The results from early trials in humans, along with research in mice, have just been published, and they suggest that the new technique could be used to activate patients' immune systems against any type of tumour, no matter where it is in the body.
Unlike the vaccines we're familiar with, this potential vaccine would be given to patients who already have cancer, rather than those at risk of getting it. It basically works by shooting tiny 'darts' containing pieces of RNA extracted from the patient's cancer cells at the body's own immune system, convincing them to launch an all-out attack on any tumours they come across.
By just changing the RNA inside those darts, the team can, in theory, mobilise the immune system against any kind of cancer. "[Such] vaccines are fast and inexpensive to produce, and virtually any tumour antigen can be encoded by RNA," the team, led by researchers at Johannes Gutenberg University of Mainz in Germany, reports in Nature.
"Thus, the nanoparticulate RNA immunotherapy approach introduced here may be regarded as a universally applicable novel vaccine class for cancer immunotherapy."
But until now, researchers have mostly done this by genetically engineering special, cancer-targeting immune cells in the lab, and then injecting them back into a patient - which is a time-consuming and expensive process.
The difference with this technique is that the vaccine is made in the lab, and it introduces the cancer DNA into the immune cells within the body, which is a lot less invasive. It also means that the vaccine can be tweaked to hunt a range of cancer types.
So why isn't the immune system naturally taking out these cancer types?
"One reason is that cancer cells are similar in many ways to normal cells and the immune system avoids attacking the self," explain Dutch immunologists Jolanda de Vries and Figdor in a commentary accompanying the Nature paper.
That means that when you develop a vaccine, you need to use an antigen - a foreign molecule that works like a 'mugshot' for the immune system - that's not expressed in normal cells, too.
"Only relatively modest immune responses occur with vaccines containing antigens that are also expressed on healthy tissue," write de Vries and Carl Figdor. "Strong immune responses can be expected only when cancer cells express antigens that are not usually expressed in normal adult cells."
It's this kind of cancer-specific antigen that the new vaccine is designed to deliver to the immune system. It works by coating the cancer RNA in a simple, fatty acid membrane, and giving it a slightly negative charge.
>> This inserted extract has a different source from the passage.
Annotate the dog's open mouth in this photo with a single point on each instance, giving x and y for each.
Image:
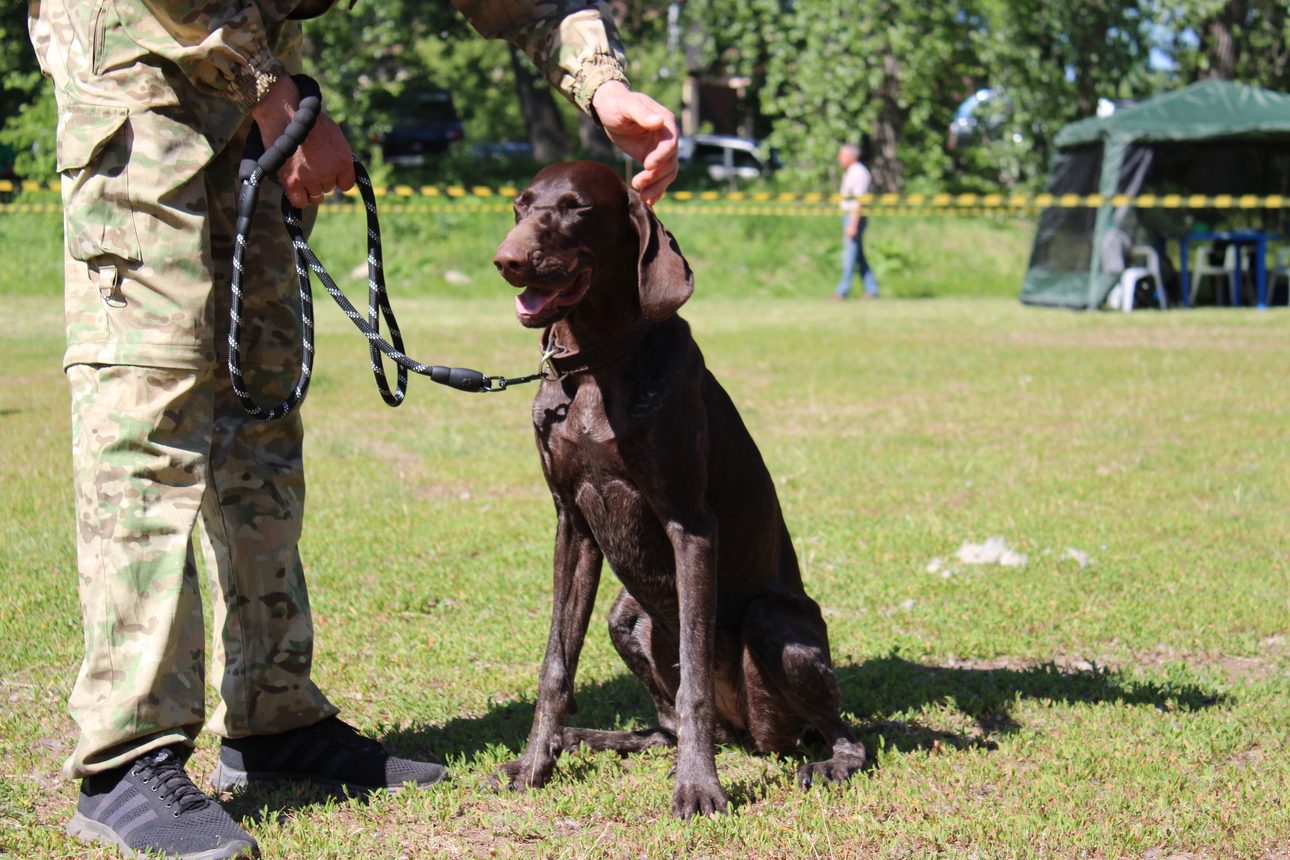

This means that once the vaccine is injected into a patient, it's drawn via electric charge towards dendritic immune cells in the spleen, lymph nodes, and bone marrow.
These dendritic cells then 'show' the cancer RNA to the body's T cells and, to anthropomorphise the situation, pretty much tell them, "Hey, this is the guy we're after, go get him." The goal is that the T cells will then go out and mass murder all the cancer cells in the body.
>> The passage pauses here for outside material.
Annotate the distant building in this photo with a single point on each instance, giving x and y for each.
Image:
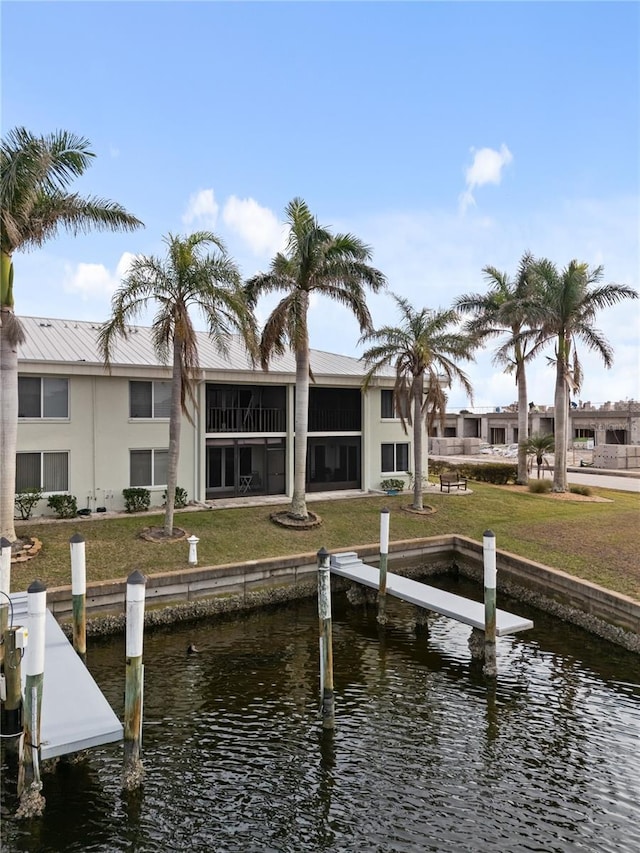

And this is what early research by the German team has demonstrated in mice. Once injected with the vaccine, the immune system was able to fight "aggressively growing" tumours, the research found.
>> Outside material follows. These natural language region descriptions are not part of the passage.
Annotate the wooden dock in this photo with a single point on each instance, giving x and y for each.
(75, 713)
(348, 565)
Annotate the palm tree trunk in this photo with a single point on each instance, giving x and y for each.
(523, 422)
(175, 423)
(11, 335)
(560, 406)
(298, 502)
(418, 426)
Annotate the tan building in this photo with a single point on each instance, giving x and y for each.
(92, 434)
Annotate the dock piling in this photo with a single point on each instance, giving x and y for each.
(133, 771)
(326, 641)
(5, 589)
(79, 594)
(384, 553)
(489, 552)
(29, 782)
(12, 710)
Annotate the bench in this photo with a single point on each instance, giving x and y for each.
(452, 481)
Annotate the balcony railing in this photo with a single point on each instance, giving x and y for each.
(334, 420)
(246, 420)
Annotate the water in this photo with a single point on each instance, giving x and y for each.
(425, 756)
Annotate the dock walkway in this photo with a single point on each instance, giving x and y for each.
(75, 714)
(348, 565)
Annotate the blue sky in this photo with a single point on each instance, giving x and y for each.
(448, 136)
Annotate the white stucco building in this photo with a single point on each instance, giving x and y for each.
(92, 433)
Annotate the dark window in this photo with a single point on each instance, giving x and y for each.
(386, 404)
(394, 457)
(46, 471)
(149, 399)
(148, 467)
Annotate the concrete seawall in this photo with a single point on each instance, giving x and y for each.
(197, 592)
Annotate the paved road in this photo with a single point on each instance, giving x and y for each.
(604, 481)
Of course, many results in mice don't translate to humans, so we can't get too excited just yet.
The team has also now trialled a version of the vaccine in three patients with melanoma. The point of the trial was only to test whether the vaccine was safe to use in humans, not whether it was effective, and so far, the results are promising. The side effects were limited to flu-like symptoms, which is better than most chemotherapy treatments.
The team is now waiting 12 months for follow-up results from this safety trial, and if all goes well, will start a larger clinical trial after that to see if the vaccine really works.
"By combining laboratory-based studies with results from an early-phase clinical trial, this research shows that a new type of treatment vaccine could be used to treat patients with melanoma by boosting the effects of their immune systems," Aine McCarthy, the senior science information officer at Cancer Research UK, told The Telegraph.
"Because the vaccine was only tested in three patients, larger clinical trials are needed to confirm it works and is safe, while more research will determine if it could be used to treat other types of cancer."
Although it's still very early days, we have another reason to feel hopeful about the future of cancer treatment. And that's always a good thing.